U.S. natural gas: so much they'll be giving it away
NEW YORK |
NEW YORK (Reuters) - The unrelenting surge in shale gas production and one of the warmest winters on record are driving the natural gas market toward uncharted territory. Soon companies may have to pay to get rid of their gas.
As benchmark gas futures plummet to their lowest level in nearly a decade, analysts are considering the prospect that prices could actually turn negative as utilities and traders scramble to sell off surplus gas supplies held in storage caverns to avoid hefty contractual fines.
While the exceptionally mild weather is largely to blame for U.S. gas inventories being more than 20 percent above the norm, the deep slump in prices also underscores how the fracking-induced drilling boom that has turned the U.S. energy industry on its head continues to roil the market.
Unlike 2009, gas drillers this year may be more reluctant to shut down wells and idle rigs in a bid to support prices, since firms like Chesapeake Energy (CHK.N) can still make profits by producing crude oil or other liquids from the same wells. With gas cheaper than coal in many places, utilities are already burning as much of the stuff as they can.
As a result, some say, prices now seem to be bottomless.
"In the short term there is really no price floor for natural gas," said Shiyang Wang, commodities analyst at Barclays Capital in New York.
The seven-day collapse in prices accelerated on Thursday, with front-month Henry Hub futures diving to $2.30 per million British thermal units (mmBtu), the lowest since February 2002, marking the steepest sell-off in five years. Prices touched a low of just above $1 per mmBtu back in 1992.
The dramatic price collapse feeds into an emerging industrial tussle between producers -- who want to export gas to capture global prices that are up to five times higher -- and big consumers like Alcoa (AA.N) who want cheap domestic energy.
The U.S. Energy Department waded into the debate on Thursday, saying that gas prices could be 9 percent a year more costly over the next two decades if all the export terminals now being proposed were built.
But even the first of those is at least three years away, and the shale drilling boom is set to keep pressure on prices for years if not decades, putting the near-term focus solely on the weather.
If the mild winter continues, storage capacity could overflow come autumn, forcing companies in extreme cases to sell gas at next to nothing or even pay a customer to take it off their hands.
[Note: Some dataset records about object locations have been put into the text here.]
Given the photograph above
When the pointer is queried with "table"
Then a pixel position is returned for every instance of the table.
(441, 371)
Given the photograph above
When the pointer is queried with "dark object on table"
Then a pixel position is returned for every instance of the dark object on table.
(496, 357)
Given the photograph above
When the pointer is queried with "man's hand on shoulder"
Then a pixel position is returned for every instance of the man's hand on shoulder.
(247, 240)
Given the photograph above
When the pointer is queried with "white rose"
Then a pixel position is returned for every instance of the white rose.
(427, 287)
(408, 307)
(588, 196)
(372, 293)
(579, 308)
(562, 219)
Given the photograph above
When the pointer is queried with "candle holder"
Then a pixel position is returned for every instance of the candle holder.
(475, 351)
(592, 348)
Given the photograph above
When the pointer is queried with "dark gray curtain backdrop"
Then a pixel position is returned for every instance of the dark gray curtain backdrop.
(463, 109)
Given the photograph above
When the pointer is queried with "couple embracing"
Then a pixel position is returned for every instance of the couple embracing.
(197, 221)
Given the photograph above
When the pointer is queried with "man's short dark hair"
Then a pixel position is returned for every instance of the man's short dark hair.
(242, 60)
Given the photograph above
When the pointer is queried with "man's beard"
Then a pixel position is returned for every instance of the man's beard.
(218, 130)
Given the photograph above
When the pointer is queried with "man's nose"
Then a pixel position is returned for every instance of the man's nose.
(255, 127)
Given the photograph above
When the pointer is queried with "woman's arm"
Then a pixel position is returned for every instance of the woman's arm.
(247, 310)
On Tuesday the National Weather Service said the warm conditions should continue into next month.
"We needed a brutally cold winter to clear out inventory. We have had the complete opposite," said Chris Jarvis, president at Caprock Risk Management in Rye, New Hampshire. He expects natural gas to fall to $2 in the coming weeks if the weather remains warmer than normal.
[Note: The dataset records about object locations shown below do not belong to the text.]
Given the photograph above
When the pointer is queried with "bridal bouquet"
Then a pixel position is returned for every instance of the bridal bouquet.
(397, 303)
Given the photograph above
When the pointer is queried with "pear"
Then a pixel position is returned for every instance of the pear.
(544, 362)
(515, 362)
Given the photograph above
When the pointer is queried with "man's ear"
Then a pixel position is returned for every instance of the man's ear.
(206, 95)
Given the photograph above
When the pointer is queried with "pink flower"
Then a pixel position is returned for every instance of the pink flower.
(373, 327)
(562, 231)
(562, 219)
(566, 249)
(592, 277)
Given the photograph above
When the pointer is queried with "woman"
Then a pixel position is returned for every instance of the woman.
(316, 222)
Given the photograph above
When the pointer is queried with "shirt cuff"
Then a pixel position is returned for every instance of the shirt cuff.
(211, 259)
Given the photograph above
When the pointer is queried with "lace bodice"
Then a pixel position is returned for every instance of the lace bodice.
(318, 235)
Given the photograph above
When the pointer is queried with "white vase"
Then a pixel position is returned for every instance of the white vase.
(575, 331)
Winter normally provides a boost for natural gas prices as households and businesses step up consumption for heating. Inventories that build up over the summer months are steadily drained until April, when the cycle begins anew.
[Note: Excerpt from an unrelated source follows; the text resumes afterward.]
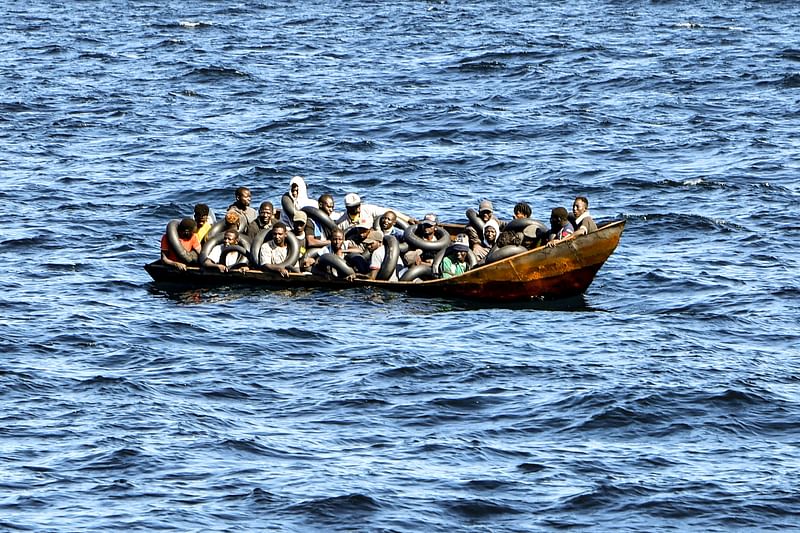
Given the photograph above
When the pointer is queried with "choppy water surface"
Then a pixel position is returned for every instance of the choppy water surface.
(666, 398)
But the winter this year has so far been the fourth warmest on record, according to forecaster MDA EarthSat, adding to the pressure already provided by record production.
With few signs that producers are shutting in output, the market's focus is squarely on the storage operators, who have to run a carefully calibrated system in order to ensure that their tanks and caverns are empty enough in April to accommodate all the excess supply that will build up over the summer.
Utilities are contractually obliged to inject and draw agreed amounts of gas from storage each month. Faced with hefty fines for holding too much gas in storage -- up to $10 per mmBtu -- companies can be forced into emergency sales.
"It has happened for very brief periods, a couple of days at most, during an extreme case like a force majeure," an East Coast gas marketer said, referring to sellers dumping gas at prices well below market levels.
Even if inventories eventually fall far enough by the end of winter, traders would still likely face a nervy summer injection season that could fill storage to the brim -- creating the same problem all over again.
U.S. natural gas inventories are at record highs for this time of year, nearly 20 percent above the same week last year.
If the weather stays warm, two key factors could yet bolster prices: producers cutting production, and utilities moving away from coal to use cheaper gas for power generation.
For two years, producers like Chesapeake and Exxon Mobil (XOM.N) have fretted over the thin margins created by low gas prices. But while the rig count has fallen this year, gas production remains at record highs.
"I do not see producers cutting much, if anything, in the short to medium term," said Dominick Chirichella, senior partner, Energy Management Institute in New York.
Even if rigs do decrease further, production is unlikely to be affected for at least six months due to the army of drilled wells that is set to come online, as well as the large volumes of associated gas produced in the current U.S. oil-producing boom.
And while utilities have switched off some coal plants in favor of gas-fuelled facilities that will consume an additional 5 billion cubic feet per day this year, about a third more than they were running a year ago, it hasn't been enough.
So for now, Americans get a two-fer: a respite from the bitter winters of recent years and cheap gas to boot.
"Mother Nature has become a huge bear," said Kyle Cooper, managing IAF Advisors, Houston.